The metal joined oil and stock markets sliding following weak U.S. factory data on Wednesday and recent dismal data from top metals consumer China.
“The market mood is definitely challenged,” said Ole Hansen, head of commodity strategy at Saxo Bank in Copenhagen. “Risk sentiment has been affected by renewed weakness in equity markets, but the economic growth outlook is also not very encouraging and that is impacting the demand outlook for metals.”
Concerns about China's economy grew on Wednesday as data showed growth in services sector activity slowed in August following earlier dismal numbers from the manufacturing and property sectors.

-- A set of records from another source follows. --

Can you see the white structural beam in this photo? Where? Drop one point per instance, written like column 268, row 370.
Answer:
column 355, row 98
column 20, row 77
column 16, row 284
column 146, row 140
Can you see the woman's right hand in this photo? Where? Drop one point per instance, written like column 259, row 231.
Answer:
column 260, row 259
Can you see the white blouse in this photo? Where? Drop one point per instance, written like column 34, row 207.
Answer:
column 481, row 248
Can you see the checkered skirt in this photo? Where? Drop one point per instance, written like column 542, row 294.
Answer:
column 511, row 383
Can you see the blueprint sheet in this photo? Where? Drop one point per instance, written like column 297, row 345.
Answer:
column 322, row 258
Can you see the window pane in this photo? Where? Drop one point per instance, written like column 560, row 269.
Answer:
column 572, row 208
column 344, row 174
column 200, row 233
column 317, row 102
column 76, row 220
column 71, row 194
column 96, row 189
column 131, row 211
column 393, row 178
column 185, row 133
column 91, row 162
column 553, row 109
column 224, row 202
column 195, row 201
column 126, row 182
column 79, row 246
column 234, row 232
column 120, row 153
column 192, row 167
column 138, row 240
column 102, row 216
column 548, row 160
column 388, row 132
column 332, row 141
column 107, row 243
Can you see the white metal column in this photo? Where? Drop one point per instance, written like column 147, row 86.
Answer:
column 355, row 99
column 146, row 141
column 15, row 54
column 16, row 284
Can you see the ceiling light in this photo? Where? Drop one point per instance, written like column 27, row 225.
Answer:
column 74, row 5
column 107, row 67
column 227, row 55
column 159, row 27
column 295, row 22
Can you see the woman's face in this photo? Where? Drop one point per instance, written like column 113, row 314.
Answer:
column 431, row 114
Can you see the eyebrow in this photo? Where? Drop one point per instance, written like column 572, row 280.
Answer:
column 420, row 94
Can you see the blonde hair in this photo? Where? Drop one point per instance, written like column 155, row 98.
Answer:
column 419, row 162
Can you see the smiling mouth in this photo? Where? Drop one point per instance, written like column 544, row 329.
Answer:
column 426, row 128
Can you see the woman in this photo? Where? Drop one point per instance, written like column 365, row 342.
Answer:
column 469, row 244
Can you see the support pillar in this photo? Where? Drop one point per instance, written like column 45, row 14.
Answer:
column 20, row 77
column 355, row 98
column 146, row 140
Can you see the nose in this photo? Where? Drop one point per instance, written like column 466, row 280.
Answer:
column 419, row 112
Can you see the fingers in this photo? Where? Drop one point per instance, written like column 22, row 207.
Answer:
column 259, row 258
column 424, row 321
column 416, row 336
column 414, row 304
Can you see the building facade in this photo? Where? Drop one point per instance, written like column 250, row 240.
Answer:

The most-traded October copper contract on the Shanghai Futures Exchange (SHFE) fell 2.4% to 71,700 yuan ($10,081) a tonne, its lowest since Aug. 13.
Analysts at Guangzhou Futures see 70,000 yuan/tonne as support for Shanghai copper.
Analysts say broad interest rate cuts by the Federal Reserve in September and the rest of this year could stabilize markets.
“The real question now is whether this weakness is persistent or will be contained by upcoming rate cuts,” Hansen said.
LME aluminium fell 0.6% to $2,393.50 a tonne, nickel fell 1.4% to $16,225, zinc fell 1.6% to $2,800.50, lead fell 1.3% to $2,022.50 and tin fell 1% to $30,435.